Cavalieri’s name is virtually unknown and his childhood gives no clues as to his actual mathematical contribution. Cavalieri joined an Italian religious order when still a boy, but it was recognised at an early stage that his real talent was for mathematics.

In 1629, supported by the church, he became chair of mathematics at the University of Bologna. He was inspired primarily by Galileo. He regarded himself as a disciple of his and corresponded with him. Characteristically for the time, his work looked at what we would now regard as mathematics and physics.

In the latter he studied optics, developing the design for a reflecting telescope; he also studied astronomy and astrology. A major problem in astronomy is the awesome calculations that need to be made from countless observations.

This can be very time consuming and the slightest error means that vital clues may be missed, and opportunities for preditions and theories lost. Because of this, he became the first Italian to understand the powerful method of performing such calculations that logarithms provided and he published tables of logarithms of trigonomic functions for the use of astronomers.

But what the world now remembers Cavalieri for is his influential book *Geometria indivisibilis continuorum nova* published in 1635. This work developed and extended Archimedes’ method of exhaustion by making use of Kepler’s theory of the infinitesimal.
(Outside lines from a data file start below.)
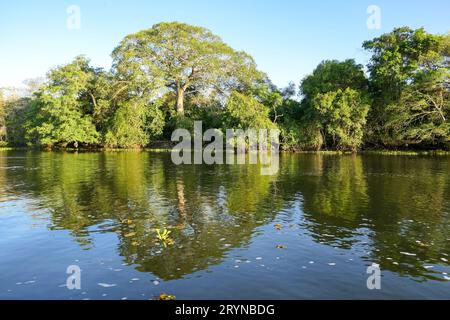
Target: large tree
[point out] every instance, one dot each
(184, 59)
(2, 118)
(409, 73)
(335, 104)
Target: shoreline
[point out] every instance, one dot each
(321, 152)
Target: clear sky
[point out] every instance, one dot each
(287, 38)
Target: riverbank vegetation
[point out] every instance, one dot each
(173, 74)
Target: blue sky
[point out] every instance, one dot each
(287, 38)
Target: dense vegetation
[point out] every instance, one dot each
(172, 74)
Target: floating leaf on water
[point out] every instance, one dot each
(107, 285)
(131, 234)
(408, 254)
(166, 297)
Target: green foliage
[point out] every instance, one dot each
(335, 105)
(342, 115)
(60, 117)
(128, 126)
(166, 77)
(409, 73)
(2, 118)
(183, 59)
(244, 112)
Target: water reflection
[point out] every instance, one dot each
(395, 209)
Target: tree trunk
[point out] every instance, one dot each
(180, 101)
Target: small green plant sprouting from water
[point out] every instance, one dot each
(164, 237)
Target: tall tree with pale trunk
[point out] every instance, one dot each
(183, 59)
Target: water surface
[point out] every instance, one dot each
(332, 215)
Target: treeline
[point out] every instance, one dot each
(170, 75)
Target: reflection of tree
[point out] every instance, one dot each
(398, 204)
(409, 209)
(132, 193)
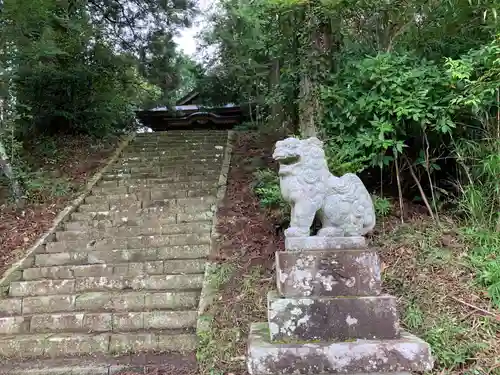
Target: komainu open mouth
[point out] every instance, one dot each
(287, 160)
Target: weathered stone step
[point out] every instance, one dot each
(137, 242)
(112, 187)
(161, 170)
(147, 192)
(168, 175)
(154, 267)
(157, 182)
(194, 153)
(186, 214)
(130, 231)
(164, 160)
(105, 284)
(101, 365)
(139, 163)
(90, 256)
(173, 148)
(121, 301)
(130, 202)
(148, 195)
(150, 224)
(86, 223)
(61, 345)
(84, 322)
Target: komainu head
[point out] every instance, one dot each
(293, 153)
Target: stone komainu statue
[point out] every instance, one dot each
(342, 204)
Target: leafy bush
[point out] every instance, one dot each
(378, 106)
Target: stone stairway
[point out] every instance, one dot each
(124, 273)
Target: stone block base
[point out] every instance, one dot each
(407, 354)
(332, 318)
(328, 273)
(324, 243)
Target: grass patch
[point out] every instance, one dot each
(438, 274)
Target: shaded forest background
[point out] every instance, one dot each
(404, 93)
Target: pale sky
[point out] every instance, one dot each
(187, 40)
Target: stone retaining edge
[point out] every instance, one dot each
(208, 292)
(13, 272)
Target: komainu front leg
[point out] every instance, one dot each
(301, 219)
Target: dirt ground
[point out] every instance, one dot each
(423, 266)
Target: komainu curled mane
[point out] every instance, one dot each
(342, 204)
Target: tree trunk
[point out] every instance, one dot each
(276, 107)
(6, 168)
(308, 104)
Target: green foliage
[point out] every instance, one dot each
(267, 189)
(376, 107)
(448, 346)
(484, 259)
(383, 206)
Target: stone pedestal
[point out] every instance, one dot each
(329, 316)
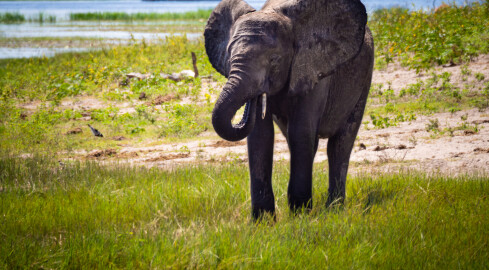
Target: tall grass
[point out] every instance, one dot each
(84, 215)
(121, 16)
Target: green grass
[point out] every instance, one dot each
(84, 215)
(103, 75)
(400, 35)
(121, 16)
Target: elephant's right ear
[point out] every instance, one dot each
(217, 32)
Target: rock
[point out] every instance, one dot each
(138, 75)
(102, 153)
(362, 146)
(118, 138)
(161, 99)
(401, 147)
(380, 148)
(74, 131)
(184, 74)
(95, 132)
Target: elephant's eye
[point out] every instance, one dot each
(322, 75)
(274, 59)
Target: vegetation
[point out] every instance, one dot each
(59, 212)
(420, 39)
(102, 74)
(435, 94)
(15, 17)
(200, 14)
(85, 215)
(9, 17)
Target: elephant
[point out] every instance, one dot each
(305, 65)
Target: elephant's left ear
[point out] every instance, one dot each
(327, 33)
(217, 31)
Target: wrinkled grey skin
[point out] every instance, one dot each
(314, 60)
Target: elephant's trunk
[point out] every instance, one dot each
(233, 96)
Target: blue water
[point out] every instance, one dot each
(62, 9)
(64, 28)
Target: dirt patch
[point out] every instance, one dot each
(128, 155)
(102, 153)
(481, 150)
(119, 138)
(74, 131)
(161, 99)
(168, 157)
(227, 144)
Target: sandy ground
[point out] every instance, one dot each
(407, 146)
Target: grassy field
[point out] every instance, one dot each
(49, 81)
(84, 215)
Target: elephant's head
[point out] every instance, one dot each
(289, 44)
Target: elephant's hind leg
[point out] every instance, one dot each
(339, 149)
(260, 156)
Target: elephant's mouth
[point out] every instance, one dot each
(247, 108)
(245, 116)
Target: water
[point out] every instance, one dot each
(63, 28)
(62, 9)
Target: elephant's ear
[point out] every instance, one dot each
(217, 31)
(327, 34)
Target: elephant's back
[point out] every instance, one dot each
(346, 87)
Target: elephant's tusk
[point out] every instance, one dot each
(263, 105)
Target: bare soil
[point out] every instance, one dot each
(404, 147)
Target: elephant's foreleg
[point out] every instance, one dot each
(339, 149)
(303, 142)
(260, 156)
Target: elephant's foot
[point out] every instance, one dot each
(262, 214)
(298, 205)
(335, 201)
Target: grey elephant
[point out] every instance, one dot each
(305, 64)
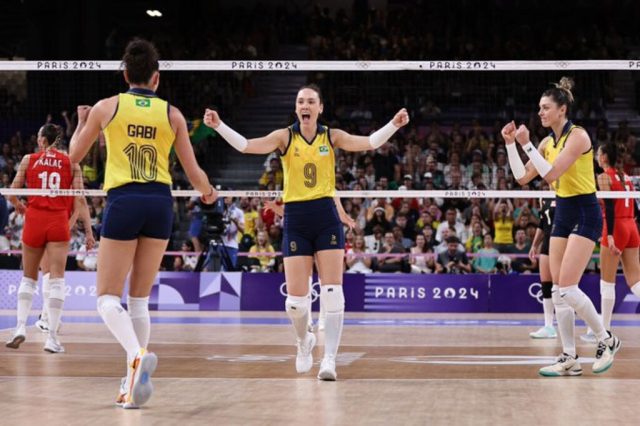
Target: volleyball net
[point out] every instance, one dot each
(455, 107)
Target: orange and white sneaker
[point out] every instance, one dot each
(136, 388)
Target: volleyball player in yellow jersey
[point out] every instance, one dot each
(140, 130)
(311, 222)
(565, 160)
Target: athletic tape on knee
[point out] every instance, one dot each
(297, 306)
(27, 286)
(547, 288)
(108, 302)
(607, 290)
(138, 307)
(333, 298)
(57, 288)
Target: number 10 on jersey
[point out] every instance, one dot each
(143, 161)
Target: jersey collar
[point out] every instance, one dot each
(142, 92)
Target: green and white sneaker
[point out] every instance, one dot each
(546, 332)
(565, 365)
(605, 353)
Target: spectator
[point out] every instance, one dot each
(486, 259)
(356, 260)
(452, 261)
(422, 258)
(263, 262)
(390, 247)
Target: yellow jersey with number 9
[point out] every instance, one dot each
(139, 138)
(579, 178)
(309, 166)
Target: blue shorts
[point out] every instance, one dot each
(580, 215)
(311, 226)
(138, 209)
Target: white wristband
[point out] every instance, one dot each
(234, 138)
(380, 136)
(542, 166)
(517, 167)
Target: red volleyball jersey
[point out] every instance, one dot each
(624, 206)
(50, 169)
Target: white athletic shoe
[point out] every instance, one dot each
(304, 358)
(53, 346)
(589, 336)
(565, 365)
(546, 332)
(605, 353)
(19, 336)
(137, 388)
(328, 369)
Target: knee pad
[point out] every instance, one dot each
(332, 297)
(573, 296)
(297, 306)
(108, 302)
(57, 288)
(607, 290)
(45, 283)
(138, 307)
(27, 286)
(555, 296)
(546, 289)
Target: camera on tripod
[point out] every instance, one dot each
(215, 221)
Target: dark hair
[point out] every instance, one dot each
(561, 93)
(615, 152)
(51, 132)
(313, 87)
(453, 239)
(140, 60)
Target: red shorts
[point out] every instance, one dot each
(625, 234)
(45, 226)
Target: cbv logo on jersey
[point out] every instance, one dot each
(144, 103)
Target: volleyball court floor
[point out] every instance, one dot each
(228, 368)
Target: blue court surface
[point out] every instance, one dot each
(8, 321)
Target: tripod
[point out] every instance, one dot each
(215, 251)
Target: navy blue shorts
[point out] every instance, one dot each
(311, 226)
(138, 209)
(580, 215)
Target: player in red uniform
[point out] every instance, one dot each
(46, 229)
(620, 239)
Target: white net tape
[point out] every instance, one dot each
(341, 194)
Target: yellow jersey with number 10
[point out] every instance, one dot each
(579, 178)
(139, 138)
(309, 166)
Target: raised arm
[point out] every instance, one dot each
(348, 142)
(277, 139)
(90, 121)
(577, 144)
(80, 208)
(184, 151)
(18, 182)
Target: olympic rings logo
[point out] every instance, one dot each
(315, 291)
(536, 294)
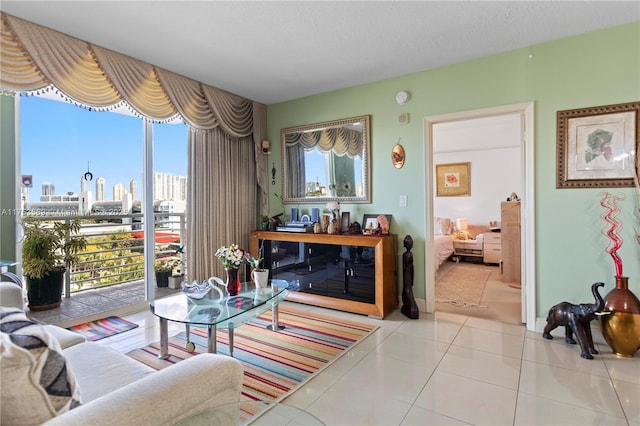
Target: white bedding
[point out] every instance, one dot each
(442, 249)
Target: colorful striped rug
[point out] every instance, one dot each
(274, 363)
(105, 327)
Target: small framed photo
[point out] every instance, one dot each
(345, 222)
(453, 179)
(370, 223)
(597, 146)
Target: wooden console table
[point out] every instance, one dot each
(353, 273)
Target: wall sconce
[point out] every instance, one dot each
(462, 224)
(265, 147)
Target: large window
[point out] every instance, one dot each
(90, 163)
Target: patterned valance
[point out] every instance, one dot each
(338, 140)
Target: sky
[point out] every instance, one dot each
(60, 142)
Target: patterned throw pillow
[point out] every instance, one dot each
(36, 383)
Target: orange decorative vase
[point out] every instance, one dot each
(620, 323)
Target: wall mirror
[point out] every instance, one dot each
(327, 161)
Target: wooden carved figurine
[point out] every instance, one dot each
(577, 320)
(409, 307)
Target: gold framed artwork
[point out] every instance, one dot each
(397, 156)
(453, 179)
(596, 146)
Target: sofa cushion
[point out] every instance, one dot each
(100, 369)
(36, 383)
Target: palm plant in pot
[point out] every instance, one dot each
(164, 269)
(47, 252)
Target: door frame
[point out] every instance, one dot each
(528, 264)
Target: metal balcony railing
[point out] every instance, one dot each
(115, 247)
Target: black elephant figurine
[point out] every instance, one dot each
(577, 320)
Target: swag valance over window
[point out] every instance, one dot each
(34, 59)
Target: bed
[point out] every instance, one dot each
(442, 241)
(442, 249)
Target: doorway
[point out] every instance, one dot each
(524, 113)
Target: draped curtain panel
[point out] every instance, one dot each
(338, 140)
(221, 169)
(34, 59)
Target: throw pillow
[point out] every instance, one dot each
(36, 383)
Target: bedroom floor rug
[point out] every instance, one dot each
(462, 286)
(274, 363)
(105, 327)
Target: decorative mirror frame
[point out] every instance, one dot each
(366, 161)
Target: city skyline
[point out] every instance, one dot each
(166, 185)
(105, 144)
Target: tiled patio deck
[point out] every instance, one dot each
(94, 304)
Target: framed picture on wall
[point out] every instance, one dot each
(596, 146)
(370, 223)
(453, 179)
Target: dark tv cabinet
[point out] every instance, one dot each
(353, 273)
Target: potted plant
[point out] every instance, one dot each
(47, 252)
(176, 278)
(164, 269)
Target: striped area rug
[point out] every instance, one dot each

This device allowed Cavalieri to find the area and volume of a number of geometric figures. The essence of the method is to regard an area as made up of an indefinite number of lines or ‘indivisibles’. A solid volume is similarly composed of areas that are indivisible. By averaging these, and then using a multiplier, expressions for the area or volume emerge. The method is simple yet profound.

The book faced fierce contemporary criticism and was re-drafted and carefully revised in response. This paid off when it became a key source for later 17th century mathematicians.

It is now widely regarded as one of the first and decisive steps towards the integral calculus. This method of obtaining areas and volumes is still in use in schools as a means to motivate and facilitate the introduction of integral calculus.

Here is an example of its use. Think about a circle and cutting it up into a large number of segments which are then stuck down as shown (top to tail):

The shape on the right is ‘almost’ a rectangle and the more segments that are taken, the closer it will be to a rectangle.

The areas of the circle and the rectangle are the same - they comprise the same parts. But the length of the rectangle is half the circumference of the circle; the height of the rectangle is just the radius of the circle. So the area of the circle is given by the area of the rectangle,

A=\left({1\over{2}}2\lambda{r}\right).r=\lambda{r^2}

That’s Cavalieri’s method in action.